In the 12 months through to May 2017, gross flows into the federation account amounted to N3.01trn from oil revenue and N3.17trn from non-oil revenue. Over the period, oil revenue was the higher of the two in six months, and non-oil revenue the other six. The monthly averages of N251bn (oil) and N264bn (non-oil) compare poorly with what the CBN commentary terms the monthly budgets of N450bn and N445bn respectively. Taken together, this gives a full-year projection of N10.74trn for federally collectible receipts.
These are not to be confused with FGN revenue collection, which the 2017 proposals from the federal budget and national planning ministry set at N4.94trn (N1.99trn from oil and N2.95trn from non-oil).

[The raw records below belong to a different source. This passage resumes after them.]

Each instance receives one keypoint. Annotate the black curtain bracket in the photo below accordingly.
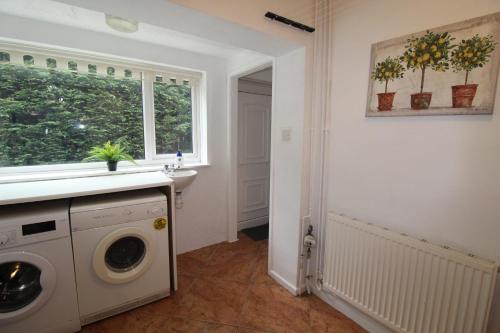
(282, 19)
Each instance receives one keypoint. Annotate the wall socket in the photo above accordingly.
(286, 134)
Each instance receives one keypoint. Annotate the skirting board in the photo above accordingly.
(253, 223)
(284, 283)
(365, 321)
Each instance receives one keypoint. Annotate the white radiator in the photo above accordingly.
(407, 284)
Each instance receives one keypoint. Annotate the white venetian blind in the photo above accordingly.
(81, 65)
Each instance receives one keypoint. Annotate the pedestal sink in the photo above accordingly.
(182, 178)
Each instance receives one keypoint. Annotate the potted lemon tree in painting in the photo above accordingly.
(470, 54)
(430, 51)
(385, 71)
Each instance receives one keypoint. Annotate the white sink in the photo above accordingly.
(182, 178)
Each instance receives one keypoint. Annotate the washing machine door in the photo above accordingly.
(27, 282)
(123, 255)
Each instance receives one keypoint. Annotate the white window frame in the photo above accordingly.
(148, 70)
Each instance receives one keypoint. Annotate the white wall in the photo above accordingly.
(202, 221)
(251, 14)
(434, 177)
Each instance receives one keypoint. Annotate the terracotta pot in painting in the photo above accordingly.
(421, 101)
(385, 101)
(463, 95)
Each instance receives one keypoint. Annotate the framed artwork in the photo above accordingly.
(450, 70)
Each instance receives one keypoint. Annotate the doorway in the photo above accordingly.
(253, 153)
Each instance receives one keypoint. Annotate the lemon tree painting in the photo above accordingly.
(447, 70)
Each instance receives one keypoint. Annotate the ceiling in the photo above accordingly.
(68, 15)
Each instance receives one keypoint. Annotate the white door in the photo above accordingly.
(254, 128)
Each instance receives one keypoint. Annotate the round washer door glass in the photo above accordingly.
(125, 254)
(19, 285)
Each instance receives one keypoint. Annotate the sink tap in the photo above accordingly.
(170, 169)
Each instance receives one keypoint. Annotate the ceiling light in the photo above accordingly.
(121, 24)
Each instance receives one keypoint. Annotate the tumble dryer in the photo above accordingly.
(121, 250)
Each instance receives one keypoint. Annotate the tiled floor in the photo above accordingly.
(225, 288)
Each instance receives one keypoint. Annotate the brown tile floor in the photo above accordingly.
(225, 288)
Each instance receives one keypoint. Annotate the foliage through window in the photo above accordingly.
(173, 118)
(56, 115)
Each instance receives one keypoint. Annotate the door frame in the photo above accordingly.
(232, 130)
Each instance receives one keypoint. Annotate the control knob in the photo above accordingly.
(4, 239)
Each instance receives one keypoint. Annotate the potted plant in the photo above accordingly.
(470, 54)
(111, 153)
(385, 71)
(428, 51)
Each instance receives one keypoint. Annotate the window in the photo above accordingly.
(53, 115)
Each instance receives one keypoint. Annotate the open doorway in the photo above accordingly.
(253, 153)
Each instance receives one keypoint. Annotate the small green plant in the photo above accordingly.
(428, 51)
(388, 70)
(110, 153)
(472, 53)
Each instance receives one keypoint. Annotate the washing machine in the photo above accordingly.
(121, 251)
(37, 279)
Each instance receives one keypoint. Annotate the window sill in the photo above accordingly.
(70, 174)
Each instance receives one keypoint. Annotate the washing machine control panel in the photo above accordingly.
(7, 238)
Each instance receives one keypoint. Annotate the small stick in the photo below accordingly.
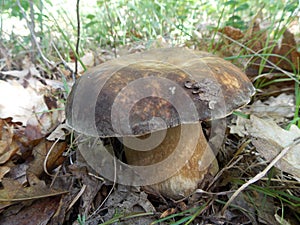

We have some concerns with the CBN’s monthly budget figure for non-oil collection because it includes N150bn for VAT. Both official briefings and our conversations indicate a determination not to raise the standard 5% rate for the tax with the possible exception of luxury goods. Monthly collection of the tax is running at +/-N80bn.
We should wait to see the size of the seasonal boost to companies’ income tax (CIT) in July and August. The subdued state of household demand is not encouraging. However, we recall that the FAAC payout in July (from June revenue) was the highest for 12 months, and that the accountant-general singled out robust CIT collection (Good Morning Nigeria, 27 July 2017).
The FGN is not pinning its hopes on an oil price recovery anytime soon. Non-oil revenue collection therefore becomes critical for the delivery of the FGN’s capital programmes, its ability to make its promised social interventions, the containment of the mounting debt service burden and the broader agenda of diversification of the economy away from oil.